The EEOC was created by Title VII of the 1964 Civil Rights Act as a bipartisan five-member panel to protect workers from discrimination on the basis of race, gender, disability and other protected characteristics. The U.S. president appoints the commissioners and the Senate confirms them, but their terms are staggered and are meant to overlap presidential terms to help ensure the agency's independence.

The two firings leave the agency with one Republican commissioner, Andrea Lucas, who Trump appointed acting EEOC chair last week, one Democratic commissioner, Kalpana Kotagal, and three vacancies that Trump can fill. Another Republican commissioner, Keith Sonderling, left the EEOC last year when his term expired and was nominated earlier this month to be deputy labor secretary.

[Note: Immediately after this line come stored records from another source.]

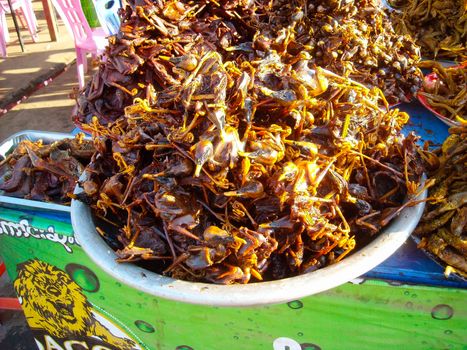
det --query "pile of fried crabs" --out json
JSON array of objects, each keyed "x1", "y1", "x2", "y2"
[{"x1": 2, "y1": 0, "x2": 467, "y2": 284}]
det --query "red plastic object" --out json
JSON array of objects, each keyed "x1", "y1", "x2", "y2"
[
  {"x1": 417, "y1": 63, "x2": 467, "y2": 126},
  {"x1": 0, "y1": 262, "x2": 21, "y2": 310}
]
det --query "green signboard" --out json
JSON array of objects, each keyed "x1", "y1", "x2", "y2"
[{"x1": 0, "y1": 208, "x2": 467, "y2": 350}]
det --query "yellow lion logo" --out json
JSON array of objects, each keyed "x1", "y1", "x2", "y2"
[{"x1": 14, "y1": 260, "x2": 136, "y2": 350}]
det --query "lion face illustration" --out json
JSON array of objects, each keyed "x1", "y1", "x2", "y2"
[{"x1": 14, "y1": 259, "x2": 135, "y2": 349}]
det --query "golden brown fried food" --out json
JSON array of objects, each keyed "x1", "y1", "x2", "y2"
[
  {"x1": 415, "y1": 127, "x2": 467, "y2": 277},
  {"x1": 389, "y1": 0, "x2": 467, "y2": 61}
]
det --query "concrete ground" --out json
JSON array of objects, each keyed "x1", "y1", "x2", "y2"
[{"x1": 0, "y1": 0, "x2": 97, "y2": 350}]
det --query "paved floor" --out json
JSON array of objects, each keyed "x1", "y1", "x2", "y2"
[
  {"x1": 0, "y1": 0, "x2": 76, "y2": 109},
  {"x1": 0, "y1": 0, "x2": 98, "y2": 350}
]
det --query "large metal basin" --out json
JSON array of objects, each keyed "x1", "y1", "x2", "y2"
[{"x1": 71, "y1": 175, "x2": 426, "y2": 306}]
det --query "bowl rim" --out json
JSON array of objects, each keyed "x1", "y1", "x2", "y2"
[{"x1": 71, "y1": 173, "x2": 427, "y2": 307}]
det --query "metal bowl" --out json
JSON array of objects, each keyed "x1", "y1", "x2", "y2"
[{"x1": 71, "y1": 174, "x2": 426, "y2": 306}]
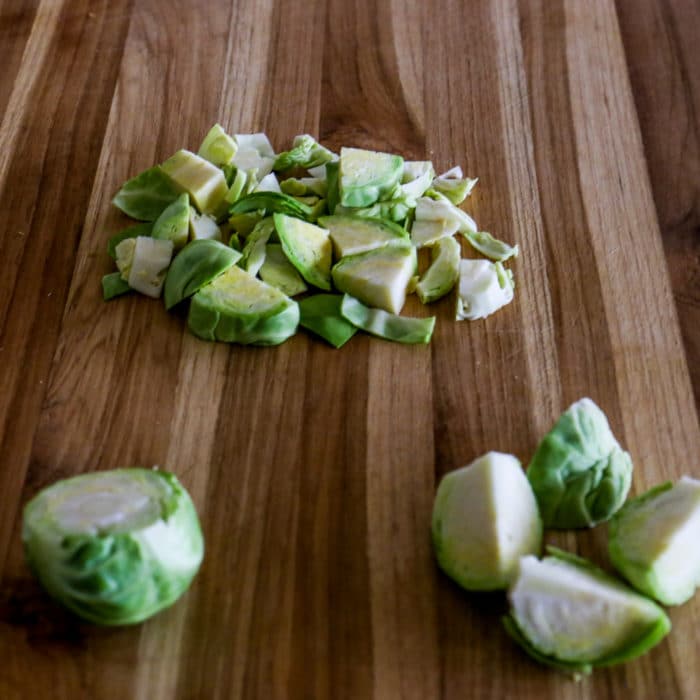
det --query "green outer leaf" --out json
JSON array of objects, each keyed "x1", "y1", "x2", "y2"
[
  {"x1": 112, "y1": 165, "x2": 180, "y2": 221},
  {"x1": 102, "y1": 272, "x2": 131, "y2": 301},
  {"x1": 299, "y1": 294, "x2": 357, "y2": 348},
  {"x1": 107, "y1": 223, "x2": 153, "y2": 260},
  {"x1": 231, "y1": 192, "x2": 312, "y2": 220},
  {"x1": 461, "y1": 229, "x2": 519, "y2": 262},
  {"x1": 340, "y1": 294, "x2": 435, "y2": 344},
  {"x1": 163, "y1": 239, "x2": 241, "y2": 309}
]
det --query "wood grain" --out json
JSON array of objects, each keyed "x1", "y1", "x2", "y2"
[{"x1": 0, "y1": 0, "x2": 700, "y2": 700}]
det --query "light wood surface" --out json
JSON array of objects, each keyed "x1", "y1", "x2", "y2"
[{"x1": 0, "y1": 0, "x2": 700, "y2": 700}]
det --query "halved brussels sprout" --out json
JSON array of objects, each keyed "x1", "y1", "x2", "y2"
[
  {"x1": 22, "y1": 469, "x2": 204, "y2": 625},
  {"x1": 151, "y1": 192, "x2": 190, "y2": 250},
  {"x1": 608, "y1": 477, "x2": 700, "y2": 605},
  {"x1": 503, "y1": 547, "x2": 671, "y2": 674},
  {"x1": 299, "y1": 294, "x2": 357, "y2": 348},
  {"x1": 456, "y1": 260, "x2": 515, "y2": 321},
  {"x1": 188, "y1": 265, "x2": 299, "y2": 345},
  {"x1": 338, "y1": 148, "x2": 403, "y2": 207},
  {"x1": 432, "y1": 452, "x2": 542, "y2": 591},
  {"x1": 340, "y1": 294, "x2": 435, "y2": 344},
  {"x1": 527, "y1": 398, "x2": 632, "y2": 528},
  {"x1": 163, "y1": 239, "x2": 241, "y2": 309},
  {"x1": 332, "y1": 245, "x2": 416, "y2": 314},
  {"x1": 112, "y1": 165, "x2": 180, "y2": 221}
]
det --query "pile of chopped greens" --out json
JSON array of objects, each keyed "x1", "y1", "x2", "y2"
[{"x1": 102, "y1": 124, "x2": 518, "y2": 347}]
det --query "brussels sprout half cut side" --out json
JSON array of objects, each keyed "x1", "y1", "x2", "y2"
[{"x1": 22, "y1": 468, "x2": 204, "y2": 625}]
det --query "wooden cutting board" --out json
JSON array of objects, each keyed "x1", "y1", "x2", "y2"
[{"x1": 0, "y1": 0, "x2": 700, "y2": 700}]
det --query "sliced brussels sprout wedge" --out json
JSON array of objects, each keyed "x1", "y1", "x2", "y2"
[
  {"x1": 340, "y1": 294, "x2": 435, "y2": 344},
  {"x1": 163, "y1": 240, "x2": 241, "y2": 309},
  {"x1": 318, "y1": 214, "x2": 410, "y2": 258},
  {"x1": 527, "y1": 398, "x2": 632, "y2": 529},
  {"x1": 22, "y1": 468, "x2": 204, "y2": 625},
  {"x1": 151, "y1": 192, "x2": 190, "y2": 250},
  {"x1": 188, "y1": 265, "x2": 299, "y2": 345},
  {"x1": 116, "y1": 236, "x2": 173, "y2": 299},
  {"x1": 112, "y1": 165, "x2": 180, "y2": 221},
  {"x1": 299, "y1": 294, "x2": 357, "y2": 348},
  {"x1": 608, "y1": 476, "x2": 700, "y2": 605},
  {"x1": 416, "y1": 237, "x2": 461, "y2": 304},
  {"x1": 504, "y1": 547, "x2": 671, "y2": 674},
  {"x1": 258, "y1": 243, "x2": 308, "y2": 297},
  {"x1": 274, "y1": 214, "x2": 333, "y2": 290},
  {"x1": 273, "y1": 134, "x2": 337, "y2": 170},
  {"x1": 160, "y1": 149, "x2": 228, "y2": 219},
  {"x1": 432, "y1": 452, "x2": 542, "y2": 591},
  {"x1": 463, "y1": 231, "x2": 519, "y2": 262},
  {"x1": 340, "y1": 148, "x2": 403, "y2": 205},
  {"x1": 231, "y1": 192, "x2": 312, "y2": 219},
  {"x1": 107, "y1": 223, "x2": 153, "y2": 260},
  {"x1": 456, "y1": 260, "x2": 515, "y2": 321},
  {"x1": 102, "y1": 272, "x2": 131, "y2": 301},
  {"x1": 332, "y1": 245, "x2": 416, "y2": 314}
]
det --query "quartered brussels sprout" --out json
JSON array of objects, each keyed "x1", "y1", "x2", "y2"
[
  {"x1": 332, "y1": 245, "x2": 416, "y2": 314},
  {"x1": 527, "y1": 398, "x2": 632, "y2": 528},
  {"x1": 160, "y1": 149, "x2": 228, "y2": 219},
  {"x1": 340, "y1": 294, "x2": 435, "y2": 344},
  {"x1": 151, "y1": 192, "x2": 190, "y2": 250},
  {"x1": 299, "y1": 294, "x2": 357, "y2": 348},
  {"x1": 432, "y1": 452, "x2": 542, "y2": 591},
  {"x1": 112, "y1": 165, "x2": 180, "y2": 221},
  {"x1": 340, "y1": 148, "x2": 403, "y2": 208},
  {"x1": 416, "y1": 237, "x2": 461, "y2": 304},
  {"x1": 503, "y1": 548, "x2": 671, "y2": 674},
  {"x1": 187, "y1": 265, "x2": 299, "y2": 345},
  {"x1": 457, "y1": 260, "x2": 515, "y2": 321},
  {"x1": 318, "y1": 214, "x2": 410, "y2": 258},
  {"x1": 608, "y1": 477, "x2": 700, "y2": 605},
  {"x1": 22, "y1": 469, "x2": 204, "y2": 625},
  {"x1": 163, "y1": 240, "x2": 241, "y2": 309},
  {"x1": 274, "y1": 214, "x2": 333, "y2": 290}
]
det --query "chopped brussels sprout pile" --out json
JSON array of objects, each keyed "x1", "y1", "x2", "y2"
[
  {"x1": 22, "y1": 468, "x2": 204, "y2": 625},
  {"x1": 102, "y1": 124, "x2": 518, "y2": 347},
  {"x1": 431, "y1": 400, "x2": 700, "y2": 676}
]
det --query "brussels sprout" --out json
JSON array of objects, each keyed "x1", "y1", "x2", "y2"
[
  {"x1": 116, "y1": 236, "x2": 173, "y2": 299},
  {"x1": 332, "y1": 245, "x2": 416, "y2": 314},
  {"x1": 463, "y1": 231, "x2": 519, "y2": 262},
  {"x1": 231, "y1": 192, "x2": 312, "y2": 219},
  {"x1": 527, "y1": 398, "x2": 632, "y2": 528},
  {"x1": 274, "y1": 214, "x2": 333, "y2": 289},
  {"x1": 197, "y1": 124, "x2": 238, "y2": 168},
  {"x1": 258, "y1": 243, "x2": 308, "y2": 297},
  {"x1": 163, "y1": 240, "x2": 241, "y2": 309},
  {"x1": 151, "y1": 192, "x2": 190, "y2": 250},
  {"x1": 160, "y1": 149, "x2": 228, "y2": 218},
  {"x1": 273, "y1": 134, "x2": 336, "y2": 170},
  {"x1": 318, "y1": 214, "x2": 410, "y2": 258},
  {"x1": 503, "y1": 547, "x2": 671, "y2": 674},
  {"x1": 339, "y1": 148, "x2": 403, "y2": 207},
  {"x1": 456, "y1": 260, "x2": 514, "y2": 321},
  {"x1": 340, "y1": 294, "x2": 435, "y2": 344},
  {"x1": 608, "y1": 477, "x2": 700, "y2": 605},
  {"x1": 299, "y1": 294, "x2": 357, "y2": 348},
  {"x1": 189, "y1": 207, "x2": 222, "y2": 241},
  {"x1": 432, "y1": 452, "x2": 542, "y2": 591},
  {"x1": 22, "y1": 469, "x2": 204, "y2": 625},
  {"x1": 188, "y1": 265, "x2": 299, "y2": 345},
  {"x1": 416, "y1": 237, "x2": 461, "y2": 304},
  {"x1": 112, "y1": 166, "x2": 180, "y2": 221},
  {"x1": 107, "y1": 223, "x2": 153, "y2": 260},
  {"x1": 102, "y1": 272, "x2": 131, "y2": 301}
]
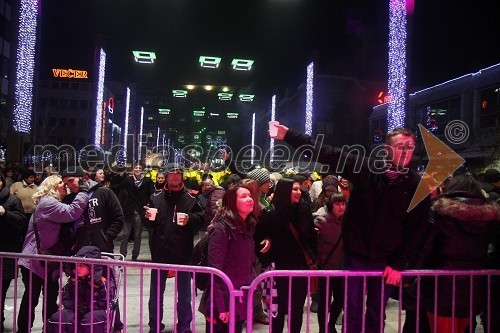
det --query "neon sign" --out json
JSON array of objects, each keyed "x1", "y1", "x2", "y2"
[{"x1": 52, "y1": 68, "x2": 89, "y2": 79}]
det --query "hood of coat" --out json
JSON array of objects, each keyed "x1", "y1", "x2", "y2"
[{"x1": 432, "y1": 196, "x2": 500, "y2": 226}]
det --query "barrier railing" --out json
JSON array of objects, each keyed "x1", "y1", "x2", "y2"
[{"x1": 0, "y1": 252, "x2": 500, "y2": 333}]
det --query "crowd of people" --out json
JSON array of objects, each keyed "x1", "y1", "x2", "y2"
[{"x1": 0, "y1": 125, "x2": 500, "y2": 333}]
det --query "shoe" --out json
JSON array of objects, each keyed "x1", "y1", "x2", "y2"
[{"x1": 253, "y1": 314, "x2": 269, "y2": 325}]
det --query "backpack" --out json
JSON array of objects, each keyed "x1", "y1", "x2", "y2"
[{"x1": 191, "y1": 220, "x2": 231, "y2": 291}]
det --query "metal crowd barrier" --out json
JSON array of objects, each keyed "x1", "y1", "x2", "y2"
[{"x1": 0, "y1": 252, "x2": 500, "y2": 333}]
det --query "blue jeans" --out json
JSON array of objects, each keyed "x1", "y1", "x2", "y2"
[
  {"x1": 148, "y1": 269, "x2": 193, "y2": 333},
  {"x1": 344, "y1": 251, "x2": 393, "y2": 333}
]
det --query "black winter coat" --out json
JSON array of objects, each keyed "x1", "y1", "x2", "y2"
[
  {"x1": 145, "y1": 188, "x2": 204, "y2": 265},
  {"x1": 419, "y1": 194, "x2": 500, "y2": 318},
  {"x1": 0, "y1": 182, "x2": 28, "y2": 279},
  {"x1": 285, "y1": 129, "x2": 430, "y2": 270}
]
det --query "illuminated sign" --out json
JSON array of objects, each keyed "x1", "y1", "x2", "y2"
[
  {"x1": 132, "y1": 51, "x2": 156, "y2": 64},
  {"x1": 240, "y1": 94, "x2": 255, "y2": 102},
  {"x1": 52, "y1": 68, "x2": 89, "y2": 79},
  {"x1": 217, "y1": 93, "x2": 233, "y2": 101},
  {"x1": 231, "y1": 59, "x2": 254, "y2": 71},
  {"x1": 198, "y1": 56, "x2": 221, "y2": 68},
  {"x1": 172, "y1": 89, "x2": 187, "y2": 98}
]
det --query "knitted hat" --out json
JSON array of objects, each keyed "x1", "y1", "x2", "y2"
[
  {"x1": 484, "y1": 169, "x2": 500, "y2": 183},
  {"x1": 247, "y1": 169, "x2": 271, "y2": 186},
  {"x1": 62, "y1": 166, "x2": 86, "y2": 179}
]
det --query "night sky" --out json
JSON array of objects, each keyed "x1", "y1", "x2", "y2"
[{"x1": 40, "y1": 0, "x2": 500, "y2": 94}]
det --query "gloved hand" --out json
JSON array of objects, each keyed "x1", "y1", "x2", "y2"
[{"x1": 78, "y1": 178, "x2": 90, "y2": 193}]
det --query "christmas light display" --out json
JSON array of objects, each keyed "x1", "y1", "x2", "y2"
[
  {"x1": 13, "y1": 0, "x2": 38, "y2": 134},
  {"x1": 94, "y1": 49, "x2": 106, "y2": 146},
  {"x1": 387, "y1": 0, "x2": 406, "y2": 131},
  {"x1": 305, "y1": 62, "x2": 314, "y2": 135}
]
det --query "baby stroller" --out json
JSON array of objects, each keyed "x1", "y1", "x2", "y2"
[{"x1": 46, "y1": 246, "x2": 123, "y2": 333}]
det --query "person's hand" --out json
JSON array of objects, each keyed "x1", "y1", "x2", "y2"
[
  {"x1": 382, "y1": 266, "x2": 401, "y2": 286},
  {"x1": 269, "y1": 125, "x2": 288, "y2": 140},
  {"x1": 260, "y1": 238, "x2": 272, "y2": 253},
  {"x1": 219, "y1": 312, "x2": 229, "y2": 324}
]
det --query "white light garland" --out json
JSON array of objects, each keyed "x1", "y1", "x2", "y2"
[
  {"x1": 305, "y1": 62, "x2": 314, "y2": 135},
  {"x1": 94, "y1": 49, "x2": 106, "y2": 146},
  {"x1": 387, "y1": 0, "x2": 406, "y2": 131},
  {"x1": 13, "y1": 0, "x2": 38, "y2": 134}
]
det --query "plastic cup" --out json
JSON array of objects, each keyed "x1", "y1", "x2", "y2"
[
  {"x1": 177, "y1": 213, "x2": 186, "y2": 225},
  {"x1": 269, "y1": 120, "x2": 280, "y2": 136},
  {"x1": 148, "y1": 208, "x2": 158, "y2": 221}
]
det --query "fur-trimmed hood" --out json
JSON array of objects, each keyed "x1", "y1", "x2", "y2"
[{"x1": 432, "y1": 195, "x2": 500, "y2": 225}]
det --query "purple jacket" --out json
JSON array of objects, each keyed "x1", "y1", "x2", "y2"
[{"x1": 19, "y1": 192, "x2": 89, "y2": 278}]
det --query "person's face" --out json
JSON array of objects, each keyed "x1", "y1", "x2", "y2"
[
  {"x1": 24, "y1": 176, "x2": 35, "y2": 185},
  {"x1": 167, "y1": 170, "x2": 182, "y2": 189},
  {"x1": 156, "y1": 173, "x2": 165, "y2": 184},
  {"x1": 259, "y1": 180, "x2": 271, "y2": 194},
  {"x1": 388, "y1": 134, "x2": 415, "y2": 168},
  {"x1": 63, "y1": 176, "x2": 80, "y2": 193},
  {"x1": 134, "y1": 165, "x2": 142, "y2": 178},
  {"x1": 95, "y1": 169, "x2": 105, "y2": 183},
  {"x1": 236, "y1": 188, "x2": 253, "y2": 219},
  {"x1": 332, "y1": 201, "x2": 345, "y2": 219},
  {"x1": 290, "y1": 183, "x2": 302, "y2": 204}
]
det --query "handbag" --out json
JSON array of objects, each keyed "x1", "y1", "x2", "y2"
[{"x1": 288, "y1": 223, "x2": 319, "y2": 294}]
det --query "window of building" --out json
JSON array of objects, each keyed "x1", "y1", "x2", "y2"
[{"x1": 479, "y1": 86, "x2": 500, "y2": 128}]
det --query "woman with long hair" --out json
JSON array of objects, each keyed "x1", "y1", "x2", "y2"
[
  {"x1": 17, "y1": 175, "x2": 89, "y2": 333},
  {"x1": 199, "y1": 185, "x2": 258, "y2": 332},
  {"x1": 260, "y1": 178, "x2": 316, "y2": 332},
  {"x1": 419, "y1": 174, "x2": 500, "y2": 333}
]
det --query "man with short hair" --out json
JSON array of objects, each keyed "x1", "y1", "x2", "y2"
[
  {"x1": 145, "y1": 163, "x2": 203, "y2": 333},
  {"x1": 272, "y1": 125, "x2": 430, "y2": 333}
]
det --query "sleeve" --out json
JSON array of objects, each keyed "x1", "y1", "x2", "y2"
[
  {"x1": 207, "y1": 223, "x2": 229, "y2": 313},
  {"x1": 41, "y1": 192, "x2": 89, "y2": 223},
  {"x1": 105, "y1": 190, "x2": 125, "y2": 240}
]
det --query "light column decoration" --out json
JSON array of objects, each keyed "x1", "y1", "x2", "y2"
[
  {"x1": 123, "y1": 87, "x2": 130, "y2": 161},
  {"x1": 269, "y1": 95, "x2": 276, "y2": 162},
  {"x1": 250, "y1": 112, "x2": 255, "y2": 165},
  {"x1": 137, "y1": 106, "x2": 144, "y2": 162},
  {"x1": 387, "y1": 0, "x2": 407, "y2": 131},
  {"x1": 305, "y1": 62, "x2": 314, "y2": 135},
  {"x1": 94, "y1": 48, "x2": 106, "y2": 146},
  {"x1": 13, "y1": 0, "x2": 38, "y2": 134}
]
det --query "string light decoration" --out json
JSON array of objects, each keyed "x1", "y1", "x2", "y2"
[
  {"x1": 387, "y1": 0, "x2": 406, "y2": 131},
  {"x1": 269, "y1": 95, "x2": 276, "y2": 162},
  {"x1": 250, "y1": 112, "x2": 255, "y2": 165},
  {"x1": 305, "y1": 62, "x2": 314, "y2": 135},
  {"x1": 94, "y1": 49, "x2": 106, "y2": 146},
  {"x1": 123, "y1": 87, "x2": 130, "y2": 159},
  {"x1": 137, "y1": 106, "x2": 144, "y2": 161},
  {"x1": 13, "y1": 0, "x2": 38, "y2": 134}
]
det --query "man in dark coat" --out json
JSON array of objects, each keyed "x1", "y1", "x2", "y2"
[
  {"x1": 273, "y1": 125, "x2": 429, "y2": 332},
  {"x1": 110, "y1": 164, "x2": 155, "y2": 261},
  {"x1": 0, "y1": 173, "x2": 28, "y2": 332},
  {"x1": 146, "y1": 163, "x2": 204, "y2": 333}
]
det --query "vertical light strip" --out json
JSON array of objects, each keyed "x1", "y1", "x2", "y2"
[
  {"x1": 387, "y1": 0, "x2": 406, "y2": 131},
  {"x1": 305, "y1": 62, "x2": 314, "y2": 135},
  {"x1": 137, "y1": 106, "x2": 144, "y2": 162},
  {"x1": 269, "y1": 95, "x2": 276, "y2": 162},
  {"x1": 123, "y1": 87, "x2": 130, "y2": 157},
  {"x1": 13, "y1": 0, "x2": 38, "y2": 134},
  {"x1": 94, "y1": 49, "x2": 106, "y2": 146},
  {"x1": 250, "y1": 112, "x2": 255, "y2": 165}
]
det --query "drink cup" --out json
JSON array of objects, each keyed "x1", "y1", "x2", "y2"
[
  {"x1": 269, "y1": 120, "x2": 280, "y2": 136},
  {"x1": 148, "y1": 208, "x2": 158, "y2": 221},
  {"x1": 177, "y1": 213, "x2": 186, "y2": 226}
]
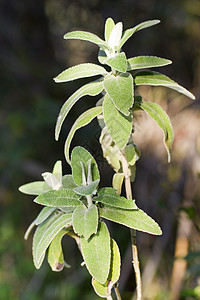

The EEOC panel investigates and imposes penalties on employers found to have violated laws that protect workers from racial, gender, disability and other forms of discrimination. The agency also writes influential rules and guidelines for how anti-discrimination laws should be implemented, and conducts workplace outreach and training.

In recent years, the agency's Democratic and Republican commissioners have been sharply divided on many issues. Both Republican commissioners voted against new guidelines last year stating that misgendering transgender employees, or denying access to a bathroom consistent with their gender identity, would violate anti-discrimination laws. The Republican commissioners also voted against regulations stating that employers must give workers time off and other accommodations for abortions under the new Pregnant Workers Fairness Act.

The firing of Burrows and Samuels appears aimed at positioning the EEOC to aggressively crack down on employers with diversity, equity and inclusion — or DEI — policies that the Trump administration believes veer into discrimination in their attempts to support racial minorities, women and other groups.

Lucas, the new acting EEOC chair, issued a statement last week saying that she would prioritize “rooting out unlawful DEI-motivated race and sex discrimination; protecting American workers from anti-American national origin discrimination; defending the biological and binary reality of sex and related rights, including women’s rights to single‑sex spaces at work.”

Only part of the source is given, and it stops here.